旁的還有青花瓷瓶裝着的香露、頭油,一看便知價值不菲,都是姑娘家愛用的物件。最稀罕,卻是一隻罩了厚棉布的竹編簍子,她好奇掀開來看,這纔看清裡邊兒還鋪了棉絮,蜷着毛茸茸的一團兒,險些捂嘴兒叫出聲來。
好漂亮的狗仔!只兩個巴掌大小,耳朵尖尖的。察覺蓋子被人掀開,抖一抖耳朵,埋着腦袋,不樂意被屋裡光亮晃了眼,避過去繼續酣睡。通身雪白,胖乎乎,實在討人喜歡。
她怔怔看着,半晌無言。末了,果然在字帖裡邊兒,尋到了他的手書。心裡有些迫不及待,又存了幾分害怕。撫一撫胸口,告誡自個兒,需得沉住氣。
回身拿了剪子,裁開來,展開信箋。擡頭卻是那人分外眼熟,力透紙背的親筆——
“阿瑗,見信如晤。甚爲想念。”
微微泛黃的箋紙上,那人墨黑的字跡,豁然撞進她眼眸。她鼻頭髮酸,瞬時紅了眼眶。他自如其人,便如他所說,真是“見信如晤”了。她彷彿透過這箋紙,看見他寡淡清貴的臉龐。
那人家裡分明已在議親,然而一開頭,他卻對她說,“甚爲想念”。眼淚簌簌而下,滴滴打在信箋上,暈花了字跡。她急忙擡手抹一抹淚,又掏出絹帕,點着指尖,小心翼翼攢幹了水漬。突然便對他來了氣。

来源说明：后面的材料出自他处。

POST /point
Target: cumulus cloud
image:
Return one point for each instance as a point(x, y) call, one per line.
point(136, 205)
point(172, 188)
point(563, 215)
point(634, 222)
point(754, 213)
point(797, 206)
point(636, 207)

他自去相看他的親事,她還這般着緊他一封信作甚!氣嘟嘟一掌拍上去,死死摁住,扭過頭半晌不搭理。
等了許久,那信就猶如那人可惡的面孔,在她眼前晃來晃來,招惹她心神不寧。只得大不樂意,吐一口濁氣。忿忿然迴轉身,嘔過了氣,靜下心來細細讀過。一字一句,異常專注,半點兒不曾疏漏了去。